MED Test II viene messo in atto in Tunisia grazie ad un consorzio formato dai Centri tecnici del Ministero dell'Industria: Centre National du Cuir et de la Chaussure (Cncc), Centre Technique de l'Agro-Alimentaire (Ctaa), Centre Technique de la Chimie (Ctc), Centre Technique du Textile (Cettex), e Centre Technique des Industries Mécaniques et Electriques (Cetime).

Del progetto beneficeranno 26 aziende tunisine operanti nei settori tessile, agroalimentare, cuoio, chimica, meccanico ed elettrico in varie regioni del Paese. L'iniziativa rientra nel più vasto programma finanziato dall'Ue “Switch-Med”, per una gestione integrata della promozione della produzione e dello sviluppo sostenibile nei paesi del Sud del Mediterraneo.

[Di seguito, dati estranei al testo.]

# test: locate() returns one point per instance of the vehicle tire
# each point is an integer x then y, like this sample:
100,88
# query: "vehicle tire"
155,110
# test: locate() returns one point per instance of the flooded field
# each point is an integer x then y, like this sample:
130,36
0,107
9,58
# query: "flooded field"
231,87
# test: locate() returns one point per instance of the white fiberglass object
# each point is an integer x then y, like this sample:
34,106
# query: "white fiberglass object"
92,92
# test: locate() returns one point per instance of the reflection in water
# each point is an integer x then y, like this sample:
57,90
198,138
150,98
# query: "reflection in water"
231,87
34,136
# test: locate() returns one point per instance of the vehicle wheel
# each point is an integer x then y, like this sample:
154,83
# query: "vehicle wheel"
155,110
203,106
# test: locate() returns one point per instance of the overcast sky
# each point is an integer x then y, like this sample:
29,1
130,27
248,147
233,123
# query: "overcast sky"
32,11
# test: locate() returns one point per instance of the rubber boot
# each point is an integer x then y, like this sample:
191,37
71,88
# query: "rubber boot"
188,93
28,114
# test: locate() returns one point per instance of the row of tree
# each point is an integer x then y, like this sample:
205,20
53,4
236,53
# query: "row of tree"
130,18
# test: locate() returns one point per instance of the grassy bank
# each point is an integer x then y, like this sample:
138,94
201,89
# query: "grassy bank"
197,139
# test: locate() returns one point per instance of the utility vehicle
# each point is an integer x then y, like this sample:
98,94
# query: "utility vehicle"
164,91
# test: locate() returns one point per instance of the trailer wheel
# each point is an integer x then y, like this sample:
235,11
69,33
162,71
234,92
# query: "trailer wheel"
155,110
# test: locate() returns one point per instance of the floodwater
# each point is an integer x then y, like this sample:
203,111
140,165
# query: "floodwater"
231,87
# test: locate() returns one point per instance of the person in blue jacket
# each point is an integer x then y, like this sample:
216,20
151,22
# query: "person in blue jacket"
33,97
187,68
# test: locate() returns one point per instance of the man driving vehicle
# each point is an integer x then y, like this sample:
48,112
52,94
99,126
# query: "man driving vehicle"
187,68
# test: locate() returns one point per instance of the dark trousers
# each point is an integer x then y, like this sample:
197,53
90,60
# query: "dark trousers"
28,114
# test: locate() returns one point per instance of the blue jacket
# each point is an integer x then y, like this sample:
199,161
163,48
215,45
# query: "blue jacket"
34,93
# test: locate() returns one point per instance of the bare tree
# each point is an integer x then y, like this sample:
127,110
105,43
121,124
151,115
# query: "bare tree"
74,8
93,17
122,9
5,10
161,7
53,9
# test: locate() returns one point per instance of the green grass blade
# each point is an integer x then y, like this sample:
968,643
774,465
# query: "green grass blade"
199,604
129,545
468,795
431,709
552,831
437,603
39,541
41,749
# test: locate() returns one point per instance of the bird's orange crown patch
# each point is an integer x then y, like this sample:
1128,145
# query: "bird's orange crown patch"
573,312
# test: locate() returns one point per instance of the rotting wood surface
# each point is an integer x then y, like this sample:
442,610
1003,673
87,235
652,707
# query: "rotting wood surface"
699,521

Durante il seminario sono stati anche presentati i risultati della prima fase del progetto MED Test I, cofinanziato dalla Cooperazione Italiana allo Sviluppo e dal Fondo Mondiale Ambientale, sempre con lo scopo di introdurre buone pratiche e sistemi di gestione integrati nell'industria dei paesi della Riva Sud del Mediterraneo per ridurre i costi legati alla produttività e migliorare la performance ambientale.